But, the reports of the death of branch banking have been greatly exaggerated, as it turns out. Bank branches are simply being reimagined, and new, more modern sites are being unveiled by B of A, Wells Fargo (NYSE: WFC ) , and JPMorgan Chase (NYSE: JPM ) even as clunky, older locations are shuttered.
New economic reality
It's true that over 2,000 branch closings is quite a bit for one year, but banks are realizing that it isn't cost effective to maintain locations in sparsely populated areas. As those branches are trimmed, new, more technology-dependent locations are springing up in larger urban areas.

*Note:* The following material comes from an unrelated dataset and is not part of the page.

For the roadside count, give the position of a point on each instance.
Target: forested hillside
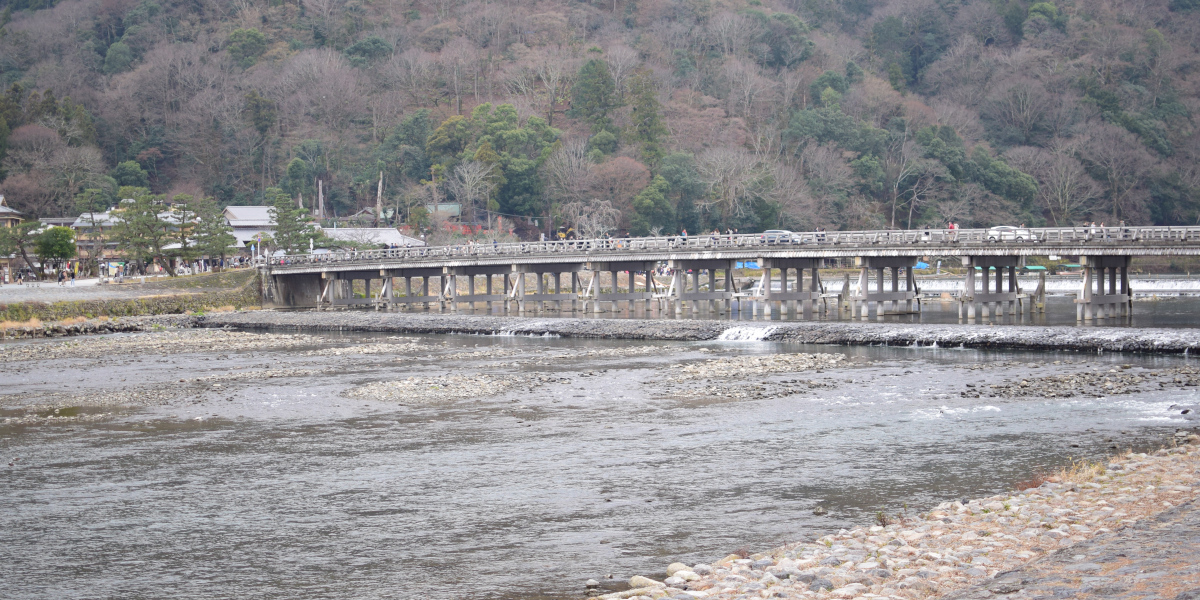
(619, 115)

Wells Fargo recently opened a branch in what it calls the "neighborhood bank format," in Washington, DC. Wells notes that the tiny, 1,000 square-foot site is a big change from its usual branch size, which is usually three to four times the new location's footprint. The branch will offer large-screen ATMs as well as a paperless business concept, with employees using wireless phones and tablets to serve customers.

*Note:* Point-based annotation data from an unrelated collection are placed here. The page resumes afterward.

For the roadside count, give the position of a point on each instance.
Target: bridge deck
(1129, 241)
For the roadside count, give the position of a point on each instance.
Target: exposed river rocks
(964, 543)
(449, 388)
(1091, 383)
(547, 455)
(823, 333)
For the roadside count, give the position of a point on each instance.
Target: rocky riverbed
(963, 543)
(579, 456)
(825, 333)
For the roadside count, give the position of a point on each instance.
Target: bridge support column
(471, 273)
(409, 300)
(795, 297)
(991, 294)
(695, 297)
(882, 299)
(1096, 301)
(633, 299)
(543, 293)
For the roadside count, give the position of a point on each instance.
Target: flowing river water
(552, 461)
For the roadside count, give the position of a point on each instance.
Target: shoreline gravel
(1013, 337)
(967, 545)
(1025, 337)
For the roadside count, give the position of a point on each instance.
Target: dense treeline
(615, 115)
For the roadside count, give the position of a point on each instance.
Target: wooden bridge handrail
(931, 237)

JPMorgan has introduced its own new branch style, with interactive ATMs as well as tablet-toting clerks and cash-counting machines. These modern improvements will eventually grace all of the bank's new sites, but the company doesn't plan to roll out the changes for current locations.
Adding to the bottom line
For Bank of America, its new branch concept has more riding on its success than just saving money. The bank will have all the accouterments of its peers' snazzy new sites, though its footprint will be gargantuan -- 12,000 square feet -- compared to that of Wells.
That's because B of A is planning to make its new branch sites a kind of mini-banking center , where customers can videoconference with remote advisors, and do practically any transaction that would normally be available only at a main bank location. One transaction that B of A is pushing at these brand-new sites is mortgage lending.
Even as the mortgage business cools, Bank of America's CEO Brian Moynihan disclosed in the bank's first-quarter earnings call that the plan is to increase the number of mortgage banking specialists in branch locations, as well as processing staff for the back office. CFO Bruce Thompson noted that this drive has helped boost mortgage originations by 57% year over year.
As a B of A executive recently commented, customers still want the face-to-face banking experience. The biggest banks are figuring out how to give consumers what they want in that arena, while still containing costs and increasing profits. The reinvented branch model is still new, but it definitely looks like a step in the right direction.